Pendant les questions du public, l’interrogation sur la nature des prises de décision et la manière de diriger de Donald Trump a permis de développer l’analyse de l’Ambassadeur, bien placé pour connaître le fonctionnement interne de Washington. Rappelant que M. Trump n’avait jamais dirigé de structure bureaucratique, dont l’administration américaine est l’archétype, sa prise de fonction a été des plus excentrique pour les fonctionnaires américains. Gérard Araud observe que « le fonctionnement bureaucratique s’est quasiment arrêté » et que « le Conseil national de Sécurité ne sait pas ce que le président va dire le lendemain ». La particularité du président est de ne pas informer ses conseillers, outrepassant un protocole très réglementé dans l’administration étatique.
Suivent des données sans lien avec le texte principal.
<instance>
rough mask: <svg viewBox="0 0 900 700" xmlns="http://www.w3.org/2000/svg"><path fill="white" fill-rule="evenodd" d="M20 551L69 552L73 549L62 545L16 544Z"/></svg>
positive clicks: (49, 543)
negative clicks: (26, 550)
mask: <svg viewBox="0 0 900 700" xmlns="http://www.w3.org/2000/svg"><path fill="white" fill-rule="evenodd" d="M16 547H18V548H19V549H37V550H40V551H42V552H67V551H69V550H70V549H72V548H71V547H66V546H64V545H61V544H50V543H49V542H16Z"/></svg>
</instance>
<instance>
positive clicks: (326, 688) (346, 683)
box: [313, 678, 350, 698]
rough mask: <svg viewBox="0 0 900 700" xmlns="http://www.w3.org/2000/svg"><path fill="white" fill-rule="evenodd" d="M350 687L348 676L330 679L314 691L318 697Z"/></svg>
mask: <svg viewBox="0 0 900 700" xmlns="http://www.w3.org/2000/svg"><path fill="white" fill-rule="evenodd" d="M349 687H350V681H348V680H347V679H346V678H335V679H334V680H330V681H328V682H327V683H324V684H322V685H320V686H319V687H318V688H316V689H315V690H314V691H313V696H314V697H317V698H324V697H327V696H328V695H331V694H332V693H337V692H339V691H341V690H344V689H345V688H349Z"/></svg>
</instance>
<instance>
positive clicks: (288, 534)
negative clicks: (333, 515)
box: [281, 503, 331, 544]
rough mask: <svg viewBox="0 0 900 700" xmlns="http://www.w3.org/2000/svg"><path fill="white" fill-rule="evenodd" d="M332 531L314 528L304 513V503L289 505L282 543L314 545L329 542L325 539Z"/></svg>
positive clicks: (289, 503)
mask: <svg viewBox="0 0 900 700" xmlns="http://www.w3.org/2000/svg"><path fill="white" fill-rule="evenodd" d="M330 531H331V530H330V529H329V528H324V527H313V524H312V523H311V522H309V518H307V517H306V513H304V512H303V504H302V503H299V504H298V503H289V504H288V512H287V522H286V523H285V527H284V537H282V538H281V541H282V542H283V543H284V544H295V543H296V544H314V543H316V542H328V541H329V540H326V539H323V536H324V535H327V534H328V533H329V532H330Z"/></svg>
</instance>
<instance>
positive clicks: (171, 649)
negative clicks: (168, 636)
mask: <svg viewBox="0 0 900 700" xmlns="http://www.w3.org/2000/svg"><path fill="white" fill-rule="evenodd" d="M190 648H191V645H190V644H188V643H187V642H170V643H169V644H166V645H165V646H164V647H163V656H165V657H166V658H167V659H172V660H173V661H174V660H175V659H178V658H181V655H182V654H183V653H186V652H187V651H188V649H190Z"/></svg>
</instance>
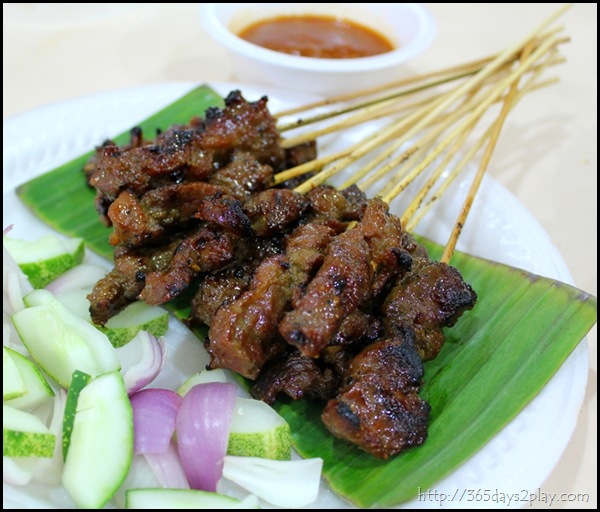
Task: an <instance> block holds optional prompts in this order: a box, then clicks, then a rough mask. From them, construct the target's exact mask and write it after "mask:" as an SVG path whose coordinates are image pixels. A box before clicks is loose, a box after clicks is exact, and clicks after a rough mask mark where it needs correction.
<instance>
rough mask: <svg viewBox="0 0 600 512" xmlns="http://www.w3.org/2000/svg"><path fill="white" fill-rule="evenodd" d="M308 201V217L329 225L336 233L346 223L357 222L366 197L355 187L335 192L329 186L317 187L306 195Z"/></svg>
mask: <svg viewBox="0 0 600 512" xmlns="http://www.w3.org/2000/svg"><path fill="white" fill-rule="evenodd" d="M306 197H307V198H308V200H309V201H310V208H309V210H308V212H307V213H308V215H309V216H310V218H311V219H321V221H322V222H327V223H329V224H330V225H331V226H332V227H333V228H334V229H335V230H336V231H337V232H338V233H341V232H342V231H343V230H344V229H345V228H346V226H347V222H349V221H354V220H359V219H360V218H361V217H362V213H363V210H364V207H365V204H366V201H367V198H366V196H365V195H364V193H363V192H361V191H360V189H359V188H358V187H356V186H355V185H353V186H351V187H349V188H347V189H345V190H341V191H340V190H337V189H335V188H333V187H332V186H330V185H319V186H318V187H315V188H314V189H312V190H311V191H310V192H308V193H307V194H306Z"/></svg>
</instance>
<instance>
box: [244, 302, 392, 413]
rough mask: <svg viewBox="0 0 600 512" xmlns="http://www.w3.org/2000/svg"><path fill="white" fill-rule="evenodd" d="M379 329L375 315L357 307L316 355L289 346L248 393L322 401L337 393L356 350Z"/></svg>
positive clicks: (260, 398) (265, 401) (379, 329)
mask: <svg viewBox="0 0 600 512" xmlns="http://www.w3.org/2000/svg"><path fill="white" fill-rule="evenodd" d="M382 332H383V326H382V325H381V322H380V320H379V319H378V318H377V317H375V316H374V315H372V314H369V313H365V312H363V311H360V310H356V311H354V312H353V313H351V314H350V315H349V316H347V317H346V318H345V319H344V321H343V322H342V325H341V326H340V328H339V330H338V331H337V332H336V333H335V334H334V335H333V337H332V339H331V341H330V344H329V345H328V346H327V347H326V348H325V349H323V350H322V351H321V355H320V356H319V357H318V358H312V357H306V356H304V355H302V354H301V353H300V352H299V351H298V350H296V349H294V348H291V347H290V349H289V350H287V351H286V352H285V353H283V354H281V355H280V356H278V357H277V358H276V359H275V360H274V361H269V363H268V364H267V365H265V367H264V368H263V370H262V371H261V372H260V375H259V377H258V378H257V379H256V382H255V383H254V385H253V386H252V388H251V389H250V392H251V393H252V395H253V396H254V397H255V398H258V399H260V400H263V401H264V402H267V403H269V404H271V403H273V402H274V401H275V399H276V397H277V395H278V394H280V393H284V394H286V395H287V396H289V397H290V398H291V399H293V400H300V399H301V398H310V399H314V400H318V401H320V402H323V403H325V402H326V401H327V400H329V399H330V398H333V397H334V396H335V395H336V393H337V392H338V389H339V386H340V383H341V381H342V376H343V374H344V373H345V372H346V370H347V368H348V364H349V363H350V361H351V360H352V358H353V357H354V356H355V355H356V353H357V352H358V351H359V350H360V349H361V348H363V347H364V346H366V345H367V344H369V343H372V342H373V341H375V340H376V339H378V338H379V337H380V336H381V335H382Z"/></svg>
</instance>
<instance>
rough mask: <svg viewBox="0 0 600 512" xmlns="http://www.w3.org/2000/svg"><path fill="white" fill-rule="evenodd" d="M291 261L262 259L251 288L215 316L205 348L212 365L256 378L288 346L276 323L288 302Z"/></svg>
mask: <svg viewBox="0 0 600 512" xmlns="http://www.w3.org/2000/svg"><path fill="white" fill-rule="evenodd" d="M288 268H289V262H288V261H287V259H286V258H285V256H283V255H278V256H273V257H271V258H268V259H267V260H265V261H263V262H262V263H261V264H260V265H259V266H258V267H257V269H256V271H255V273H254V276H253V278H252V281H251V283H250V287H249V289H248V290H247V291H246V292H244V293H242V295H240V297H238V298H237V299H236V300H234V301H233V302H231V303H229V304H223V305H222V306H221V307H219V308H218V309H217V312H216V313H215V315H214V316H213V319H212V323H211V326H210V330H209V333H208V338H207V340H206V342H205V345H206V348H207V350H208V352H209V354H210V356H211V362H210V367H211V368H212V369H214V368H229V369H231V370H233V371H235V372H237V373H239V374H241V375H243V376H245V377H248V378H251V379H253V378H256V376H257V375H258V372H259V371H260V369H261V367H262V365H263V364H264V363H265V361H267V360H268V359H269V358H271V357H273V356H274V355H275V354H277V353H279V352H281V351H282V350H283V349H285V343H284V342H283V340H281V339H280V338H278V337H277V336H275V335H276V333H277V324H278V322H279V319H280V317H281V315H282V314H283V313H282V312H283V311H285V308H286V306H287V303H288V302H289V286H290V283H289V278H290V276H289V273H288V272H287V270H288Z"/></svg>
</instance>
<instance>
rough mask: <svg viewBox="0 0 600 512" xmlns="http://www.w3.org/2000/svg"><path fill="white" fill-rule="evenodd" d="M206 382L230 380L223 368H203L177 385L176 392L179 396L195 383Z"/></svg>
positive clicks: (221, 381)
mask: <svg viewBox="0 0 600 512" xmlns="http://www.w3.org/2000/svg"><path fill="white" fill-rule="evenodd" d="M207 382H230V380H229V379H228V378H227V374H226V373H225V370H222V369H221V368H217V369H215V370H205V371H201V372H198V373H194V375H192V376H191V377H189V378H188V379H186V381H185V382H184V383H183V384H182V385H181V386H179V389H178V390H177V393H178V394H179V395H181V396H183V395H185V394H186V393H187V392H188V391H189V390H190V389H191V388H192V387H194V386H195V385H196V384H206V383H207Z"/></svg>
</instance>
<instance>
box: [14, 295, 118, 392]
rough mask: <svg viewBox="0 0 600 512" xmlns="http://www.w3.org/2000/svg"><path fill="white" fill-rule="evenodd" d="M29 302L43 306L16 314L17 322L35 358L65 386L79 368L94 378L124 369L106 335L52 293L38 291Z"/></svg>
mask: <svg viewBox="0 0 600 512" xmlns="http://www.w3.org/2000/svg"><path fill="white" fill-rule="evenodd" d="M25 303H26V304H28V303H29V304H39V305H36V306H33V307H28V308H26V309H23V310H21V311H18V312H17V313H15V314H14V315H13V316H12V320H13V324H14V326H15V328H16V330H17V332H18V333H19V336H20V337H21V340H22V341H23V344H24V345H25V347H26V348H27V350H28V351H29V353H30V354H31V357H32V358H33V359H34V360H35V361H36V362H37V364H38V365H39V366H40V367H41V368H42V370H44V371H45V372H46V373H47V374H48V375H49V376H50V377H52V378H53V379H54V380H56V382H58V383H59V384H60V385H61V386H63V387H65V388H66V387H68V386H69V384H70V383H71V376H72V374H73V372H74V371H75V370H81V371H83V372H85V373H88V374H90V375H91V376H92V377H94V376H97V375H100V374H102V373H108V372H112V371H114V370H118V369H119V368H120V365H119V360H118V358H117V355H116V353H115V350H114V348H113V346H112V345H111V343H110V341H109V340H108V338H107V337H106V335H104V334H103V333H101V332H100V331H99V330H98V329H96V328H95V327H93V326H92V325H91V324H89V323H88V322H86V321H85V320H83V319H82V318H80V317H78V316H77V315H75V314H73V313H71V312H70V311H69V310H68V309H67V308H65V307H64V306H63V305H62V304H61V303H60V302H59V301H58V300H56V299H55V298H54V297H53V296H52V294H51V293H49V292H47V291H45V290H34V291H33V292H31V293H30V294H28V295H27V296H26V297H25Z"/></svg>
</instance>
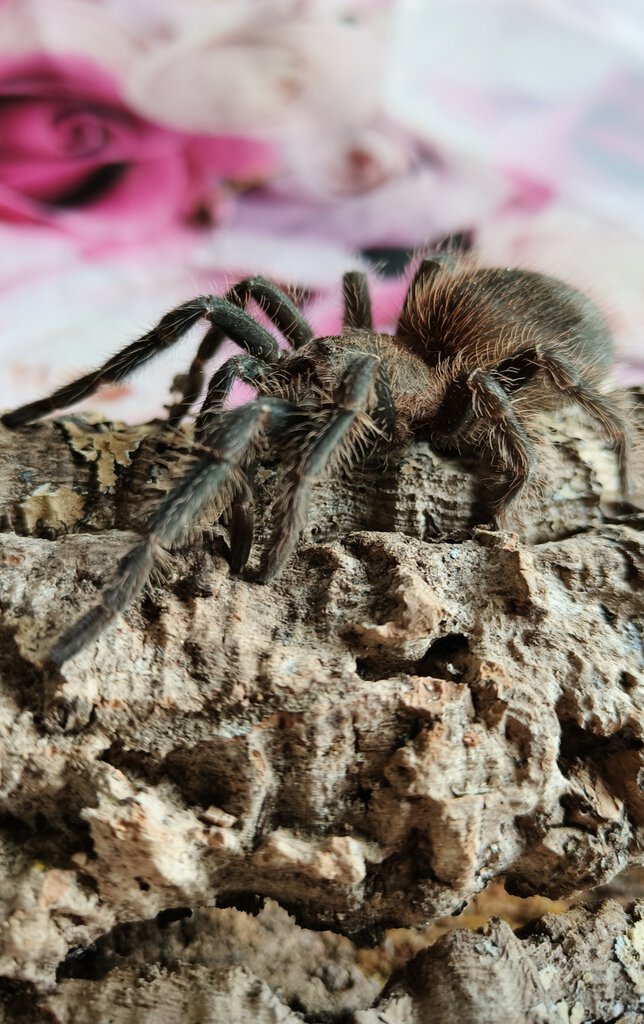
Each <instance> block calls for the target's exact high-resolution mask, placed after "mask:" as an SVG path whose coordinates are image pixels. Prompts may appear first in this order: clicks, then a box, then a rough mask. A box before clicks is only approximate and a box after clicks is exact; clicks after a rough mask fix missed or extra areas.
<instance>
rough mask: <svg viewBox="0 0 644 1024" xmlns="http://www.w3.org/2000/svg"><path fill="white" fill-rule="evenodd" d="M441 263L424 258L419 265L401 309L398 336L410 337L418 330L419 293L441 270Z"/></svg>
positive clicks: (397, 328)
mask: <svg viewBox="0 0 644 1024" xmlns="http://www.w3.org/2000/svg"><path fill="white" fill-rule="evenodd" d="M440 266H441V264H440V263H439V261H438V260H435V259H424V260H423V261H422V263H421V265H420V266H419V268H418V270H417V271H416V273H415V274H414V278H413V280H412V283H411V285H410V287H409V288H407V292H406V295H405V296H404V302H403V303H402V309H401V311H400V316H399V317H398V324H397V327H396V332H395V333H396V336H399V337H409V336H413V335H414V334H416V332H417V325H416V318H417V316H418V293H419V291H420V290H421V289H422V288H423V287H425V286H426V285H428V284H429V282H430V281H431V280H432V278H433V276H435V274H436V273H438V271H439V270H440Z"/></svg>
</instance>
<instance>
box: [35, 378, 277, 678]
mask: <svg viewBox="0 0 644 1024" xmlns="http://www.w3.org/2000/svg"><path fill="white" fill-rule="evenodd" d="M293 412H294V410H293V406H291V403H290V402H287V401H284V400H282V399H280V398H270V397H266V398H258V399H256V400H255V401H252V402H249V403H248V404H246V406H242V407H241V408H240V409H233V410H228V411H227V412H225V413H223V414H221V417H220V420H219V422H218V424H217V425H216V426H213V429H212V431H210V432H209V435H208V444H209V447H208V450H207V451H206V452H205V454H204V455H203V456H202V457H201V458H200V459H199V460H198V461H197V462H196V463H195V464H194V465H192V466H191V467H190V468H189V469H188V470H187V472H186V473H185V474H184V476H183V478H182V479H181V480H179V481H178V483H176V484H175V486H174V487H173V488H172V489H171V490H170V492H168V494H167V495H166V496H165V498H164V499H163V501H162V502H161V504H160V505H159V507H158V508H157V509H156V511H155V512H154V513H153V515H152V516H151V517H149V519H148V521H147V524H146V527H145V530H144V534H143V536H142V538H141V540H140V541H139V542H138V543H137V544H135V545H134V547H133V548H131V549H130V551H128V552H127V553H126V554H125V555H124V556H123V558H122V559H121V561H120V562H119V565H118V567H117V570H116V574H115V578H114V581H113V582H112V583H111V584H110V585H109V586H108V587H106V588H105V589H104V590H103V592H102V595H101V600H100V603H99V604H97V605H96V606H95V607H94V608H92V609H91V610H90V611H88V612H87V613H86V614H85V615H83V616H82V618H80V620H79V621H78V622H77V623H75V625H74V626H72V627H71V629H69V630H68V631H67V633H65V634H63V636H62V637H60V639H59V640H58V641H57V643H56V644H55V646H54V647H53V649H52V651H51V653H50V655H49V657H50V662H51V663H52V664H54V665H57V666H60V665H62V664H63V663H65V662H67V660H69V658H71V657H73V656H74V655H75V654H77V653H78V652H79V651H80V650H82V649H83V647H86V646H87V644H89V643H91V641H92V640H94V639H95V638H96V637H98V636H99V635H100V634H101V633H102V631H103V630H104V629H105V627H106V626H109V624H110V623H111V622H112V621H113V620H114V618H116V616H117V615H119V614H120V613H121V612H122V611H124V610H125V609H126V608H127V607H128V605H129V604H131V603H132V601H133V600H134V599H135V598H136V597H137V596H138V594H140V592H141V591H142V589H143V587H144V586H145V583H146V582H147V580H148V578H149V574H151V572H152V570H153V568H154V565H155V561H156V559H157V558H158V556H159V555H160V554H161V552H162V551H163V550H164V549H165V548H171V547H172V546H173V545H176V544H177V543H178V542H180V540H181V539H182V538H183V537H184V536H185V532H186V530H187V529H188V527H189V526H190V524H191V523H192V522H194V521H195V519H196V517H197V516H198V515H199V513H200V512H201V511H202V510H203V509H204V508H207V507H208V506H209V505H211V504H214V503H217V504H220V505H221V507H225V506H226V505H227V504H228V503H229V499H230V493H233V494H239V493H240V490H241V489H242V488H243V487H244V485H245V475H244V468H245V466H246V465H247V464H249V463H251V462H252V461H253V459H254V458H255V454H256V452H257V447H258V445H259V443H260V442H261V439H262V437H263V436H264V435H265V434H266V432H270V431H273V430H274V429H276V428H277V427H281V426H283V425H284V424H286V423H287V422H288V420H289V418H290V417H291V416H292V415H293Z"/></svg>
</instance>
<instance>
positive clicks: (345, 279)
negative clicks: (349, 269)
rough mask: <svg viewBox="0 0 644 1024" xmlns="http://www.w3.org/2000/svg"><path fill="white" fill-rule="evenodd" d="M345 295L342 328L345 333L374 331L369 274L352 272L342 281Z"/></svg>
mask: <svg viewBox="0 0 644 1024" xmlns="http://www.w3.org/2000/svg"><path fill="white" fill-rule="evenodd" d="M342 291H343V295H344V315H343V317H342V328H343V330H344V331H350V330H357V331H360V330H362V331H373V329H374V319H373V316H372V300H371V296H370V294H369V283H368V281H367V274H366V273H361V272H359V271H358V270H350V271H349V273H345V274H344V276H343V279H342Z"/></svg>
D’où les surprises à l’annonce du retrait de l’accord iranien et du retrait de Syrie. Cette individualisation de la prise de décision impose aux autres chefs d’Etat d’avoir une relation directe avec Trump, à défaut de ne pas être au courant de ses intentions. M. Araud parle d’une « atmosphère de confrontation » au sein du pouvoir, entre un président populiste et une administration bureaucratique. Washington serait en dysphorie par rapport à Donald Trump, d’où son incapacité à prédire son élection, résultat du mécontentement du peuple américain face à l’augmentation des inégalités se creusant continument (environ 50% d’Américains ont vu leur niveau de vie baisser ou stagner ces trente dernières années).